Certain flow on space of lattices in $\mathbb C$

It's pretty obvious that the space $L$ of unimodular lattices $\Lambda \subset \mathbb C$ is a complement of trefoil knot: $S^3 \setminus T$. Consider a flow $f_t:= \left( \begin{array}{ccc} e^t & 0 \\ 0 & e^{-t} \end{array} \right)$ on $\mathbb C = \mathbb R^2$. It induces flow $F_t$ on $L$. (Of course, there's whole $U(1)$ of flows $e^{i\phi}f_t$.) Let's take a look at orbits; some natural questions arise.

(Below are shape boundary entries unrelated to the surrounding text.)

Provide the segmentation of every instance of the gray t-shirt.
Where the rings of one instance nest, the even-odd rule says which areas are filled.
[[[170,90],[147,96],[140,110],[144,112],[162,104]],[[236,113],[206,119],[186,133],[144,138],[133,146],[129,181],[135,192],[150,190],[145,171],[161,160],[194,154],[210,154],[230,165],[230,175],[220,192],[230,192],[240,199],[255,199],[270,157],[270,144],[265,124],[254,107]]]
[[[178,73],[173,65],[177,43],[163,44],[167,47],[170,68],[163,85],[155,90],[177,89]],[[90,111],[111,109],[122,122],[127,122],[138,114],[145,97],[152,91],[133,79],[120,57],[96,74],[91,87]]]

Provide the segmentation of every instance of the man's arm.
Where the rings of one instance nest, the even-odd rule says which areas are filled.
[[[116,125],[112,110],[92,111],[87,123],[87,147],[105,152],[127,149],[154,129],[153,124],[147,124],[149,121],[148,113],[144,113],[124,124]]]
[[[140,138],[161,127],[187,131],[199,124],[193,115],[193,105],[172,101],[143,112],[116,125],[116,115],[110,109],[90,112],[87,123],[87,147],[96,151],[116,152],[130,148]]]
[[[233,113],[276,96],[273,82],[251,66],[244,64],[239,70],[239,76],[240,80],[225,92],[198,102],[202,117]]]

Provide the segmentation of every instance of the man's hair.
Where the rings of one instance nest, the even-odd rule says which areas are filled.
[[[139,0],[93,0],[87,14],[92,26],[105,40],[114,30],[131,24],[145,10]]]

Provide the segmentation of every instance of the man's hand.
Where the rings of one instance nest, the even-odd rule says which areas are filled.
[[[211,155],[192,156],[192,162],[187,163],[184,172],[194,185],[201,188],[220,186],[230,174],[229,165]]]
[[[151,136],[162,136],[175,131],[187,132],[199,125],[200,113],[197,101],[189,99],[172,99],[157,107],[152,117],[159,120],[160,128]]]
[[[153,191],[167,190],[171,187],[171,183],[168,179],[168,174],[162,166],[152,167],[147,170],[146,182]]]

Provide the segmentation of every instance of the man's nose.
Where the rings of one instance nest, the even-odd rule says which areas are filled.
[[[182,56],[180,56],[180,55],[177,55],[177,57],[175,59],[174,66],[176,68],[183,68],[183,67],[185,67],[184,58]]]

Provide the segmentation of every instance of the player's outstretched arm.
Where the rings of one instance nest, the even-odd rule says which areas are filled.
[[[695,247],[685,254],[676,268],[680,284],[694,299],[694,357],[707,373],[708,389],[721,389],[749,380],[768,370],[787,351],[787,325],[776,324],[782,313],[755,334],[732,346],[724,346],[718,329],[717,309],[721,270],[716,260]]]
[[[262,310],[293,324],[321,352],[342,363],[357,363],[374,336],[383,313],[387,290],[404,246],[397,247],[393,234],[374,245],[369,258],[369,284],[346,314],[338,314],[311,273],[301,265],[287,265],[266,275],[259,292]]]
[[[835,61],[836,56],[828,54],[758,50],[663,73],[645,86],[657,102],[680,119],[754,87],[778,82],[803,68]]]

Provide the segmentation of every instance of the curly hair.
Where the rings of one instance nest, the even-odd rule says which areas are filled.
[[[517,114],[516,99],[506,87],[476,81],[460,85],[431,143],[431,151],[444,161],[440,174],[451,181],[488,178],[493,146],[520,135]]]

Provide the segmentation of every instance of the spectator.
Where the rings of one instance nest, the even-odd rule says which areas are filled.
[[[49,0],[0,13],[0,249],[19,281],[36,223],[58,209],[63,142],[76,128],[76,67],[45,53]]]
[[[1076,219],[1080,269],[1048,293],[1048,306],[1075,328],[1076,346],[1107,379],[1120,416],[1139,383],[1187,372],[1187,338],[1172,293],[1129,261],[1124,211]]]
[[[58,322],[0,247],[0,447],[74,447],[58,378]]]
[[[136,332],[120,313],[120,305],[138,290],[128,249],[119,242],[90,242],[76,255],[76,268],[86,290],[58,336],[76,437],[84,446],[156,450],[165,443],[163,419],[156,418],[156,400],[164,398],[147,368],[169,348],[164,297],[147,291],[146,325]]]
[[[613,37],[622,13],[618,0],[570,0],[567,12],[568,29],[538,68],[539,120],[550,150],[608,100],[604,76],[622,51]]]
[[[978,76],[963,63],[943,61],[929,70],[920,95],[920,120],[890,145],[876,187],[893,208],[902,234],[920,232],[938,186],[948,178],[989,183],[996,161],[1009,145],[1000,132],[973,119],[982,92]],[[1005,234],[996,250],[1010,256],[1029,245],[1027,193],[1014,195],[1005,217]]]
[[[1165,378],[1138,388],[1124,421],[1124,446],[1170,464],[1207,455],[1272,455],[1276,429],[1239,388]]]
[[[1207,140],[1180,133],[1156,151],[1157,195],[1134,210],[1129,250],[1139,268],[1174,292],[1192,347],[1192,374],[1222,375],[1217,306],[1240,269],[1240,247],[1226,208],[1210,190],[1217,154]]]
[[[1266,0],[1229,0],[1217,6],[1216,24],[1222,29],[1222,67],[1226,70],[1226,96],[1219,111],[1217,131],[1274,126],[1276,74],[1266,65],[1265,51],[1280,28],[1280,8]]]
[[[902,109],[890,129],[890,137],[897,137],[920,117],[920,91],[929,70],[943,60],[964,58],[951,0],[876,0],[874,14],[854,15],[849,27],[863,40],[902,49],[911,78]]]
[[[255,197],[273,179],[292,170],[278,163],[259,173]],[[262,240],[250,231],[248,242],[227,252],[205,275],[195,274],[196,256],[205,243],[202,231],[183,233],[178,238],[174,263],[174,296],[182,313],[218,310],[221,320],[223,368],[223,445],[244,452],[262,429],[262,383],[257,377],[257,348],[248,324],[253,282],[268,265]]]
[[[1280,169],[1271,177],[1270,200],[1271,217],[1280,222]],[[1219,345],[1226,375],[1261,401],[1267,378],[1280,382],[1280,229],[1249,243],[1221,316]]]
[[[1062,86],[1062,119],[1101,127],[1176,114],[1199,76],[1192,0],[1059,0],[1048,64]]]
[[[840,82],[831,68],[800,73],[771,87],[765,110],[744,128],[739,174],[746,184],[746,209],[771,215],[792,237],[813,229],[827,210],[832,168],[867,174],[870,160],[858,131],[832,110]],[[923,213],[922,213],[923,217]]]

• (school arithmetics — but I'm bad in arithmetics) Which lattices (besides obvious $(1, i)$) have closed orbits for some flow? Is there something special in corresponding elliptic curves?
• (should be easy) Take the image of $(0, s)$ and close it up somehow to a knot $U$ (for example, geodesically for any natural metric — Hausdorff distance, or $S^1$ (orbi)bundle on modular curve structure, pick any). Count linking of $U$ with $T$. What's asymtotics for that number? Is it "uniform" in some sense on nonperiodic orbits?
• (probably hard) What knots can be obtained this way? Can we have some sort of "dynamics of link groups" for $S^3 \setminus (T \cup U_t)$? Can we recover (theoretically or practically) elliptic curve from this sequence of links given up to isotopy/concordance?

I guess that this construction is too natural to not be already developed, but arXiv search gives not very relevant papers.